Yokogawa AMM11 Magnetic Flow Converter

The Yokogawa AMM11, also cataloged as the AMM11 Magnetic Flow Converter, operates as a dedicated hardware component for converting signals from magnetic flow tubes into standardized outputs within ADMAG series process networks.

Hardware Specifications

Process Control & DCS Instrumentation Properties

The Yokogawa AMM11 utilizes dual-frequency excitation techniques on flow tube sizes up to 400 mm to maintain tight zero-point stability when tracking slurry fluids or high-noise process variables. The microprocessor-driven instrument passes active flow dynamics down a 4-20 mA HART loop protocol track or BRAIN communication network, adjusting output scaling on the fly via multi-range and bi-directional calculation subroutines. To prevent ground loop noise from corrupting the low-level electrode voltages, the hardware decouples the 4-20 mA current loops from the internal processing rails using channel-to-channel isolation circuits.

Frequently Asked Questions

Q: How does the dual-frequency excitation architecture protect the 4-20 mA current output from slurry fluid noise?

A: The converter combines high-frequency and low-frequency excitation current profiles simultaneously. The high-frequency wave suppresses electrochemical noise caused by slurry solids colliding with the flow tube electrodes, while the low-frequency wave keeps the zero-point steady, ensuring an uncorrupted 4-20 mA process signal.

Q: What are the transmission cable constraints when tracking remote installations over long distances?

A: The physical distance between the magnetic flow tube and the AMM11 converter must not exceed a maximum length of approximately 2 km (6500 ft).

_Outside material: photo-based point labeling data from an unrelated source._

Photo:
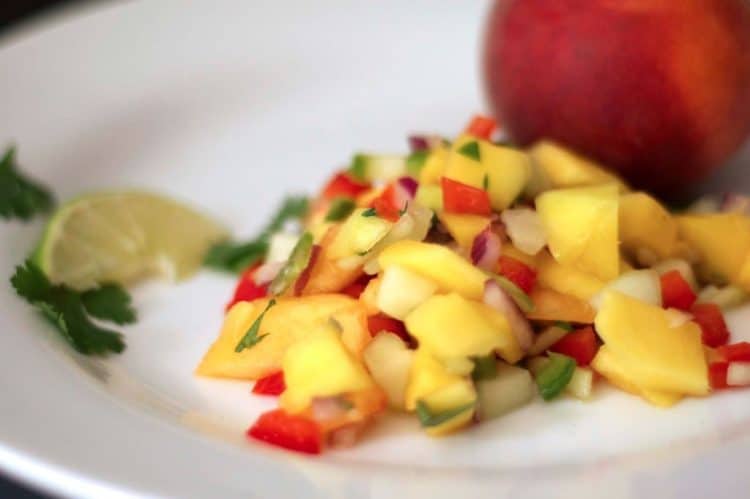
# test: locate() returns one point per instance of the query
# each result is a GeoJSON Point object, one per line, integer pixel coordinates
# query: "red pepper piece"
{"type": "Point", "coordinates": [676, 292]}
{"type": "Point", "coordinates": [580, 344]}
{"type": "Point", "coordinates": [711, 320]}
{"type": "Point", "coordinates": [273, 384]}
{"type": "Point", "coordinates": [381, 322]}
{"type": "Point", "coordinates": [247, 289]}
{"type": "Point", "coordinates": [289, 431]}
{"type": "Point", "coordinates": [738, 352]}
{"type": "Point", "coordinates": [462, 198]}
{"type": "Point", "coordinates": [717, 375]}
{"type": "Point", "coordinates": [481, 127]}
{"type": "Point", "coordinates": [518, 272]}
{"type": "Point", "coordinates": [343, 185]}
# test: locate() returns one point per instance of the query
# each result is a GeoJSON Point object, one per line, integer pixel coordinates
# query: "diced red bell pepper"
{"type": "Point", "coordinates": [737, 352]}
{"type": "Point", "coordinates": [381, 322]}
{"type": "Point", "coordinates": [711, 320]}
{"type": "Point", "coordinates": [462, 198]}
{"type": "Point", "coordinates": [273, 384]}
{"type": "Point", "coordinates": [304, 276]}
{"type": "Point", "coordinates": [717, 375]}
{"type": "Point", "coordinates": [247, 289]}
{"type": "Point", "coordinates": [289, 431]}
{"type": "Point", "coordinates": [385, 204]}
{"type": "Point", "coordinates": [343, 185]}
{"type": "Point", "coordinates": [580, 344]}
{"type": "Point", "coordinates": [517, 272]}
{"type": "Point", "coordinates": [676, 292]}
{"type": "Point", "coordinates": [481, 127]}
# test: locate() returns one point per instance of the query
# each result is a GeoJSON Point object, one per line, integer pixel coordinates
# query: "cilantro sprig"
{"type": "Point", "coordinates": [20, 196]}
{"type": "Point", "coordinates": [72, 312]}
{"type": "Point", "coordinates": [236, 256]}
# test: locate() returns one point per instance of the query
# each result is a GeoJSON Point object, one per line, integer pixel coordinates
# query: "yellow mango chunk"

Wiring runs require standard PVC-sheathed control cables with clean shielding to prevent electromagnetic ambient noise from breaking down signal integrity.

Q: How does the internal EEPROM layout handle power failures without an attached backup battery module?

A: The converter stores all calibration values, meter constants, and user configuration matrices directly inside a non-volatile EEPROM chip. If utility power drops completely, the data remains intact indefinitely, allowing the module to resume accurate flow measurements instantly upon power restoration.

Field Installation Guidelines

• Mechanical Mounting Stability: Secure the converter onto a standard 2-inch pipe stand, flat panel surface, or rigid wall assembly. Check that all integrated hardware bolts are tight to prevent local industrial pipeline vibrations from causing case fatigue or terminal loosening.
• Grounding Field Circuits: Establish a low-impedance ground connection to the main frame terminal with a resistance value less than or equal to 100 Ohm. If the integrated surge arrestor function is utilized, the grounding network path resistance must be kept under 10 Ohm.
• Transistor Output Protection: Install an external suppression diode or flyback barrier across the terminals of any connected low-power external relays. This setup shields the pulse and alarm transistor contacts from high-voltage spikes caused by inductive switching fields.
• Cable Gland Seals: Tighten all cable gland assemblies around the incoming signal and power conductors to preserve the NEMA 4 environmental rating. Seal any unused conduit ports with verified threaded plugs to prevent moisture or dust from entering the electronics bay.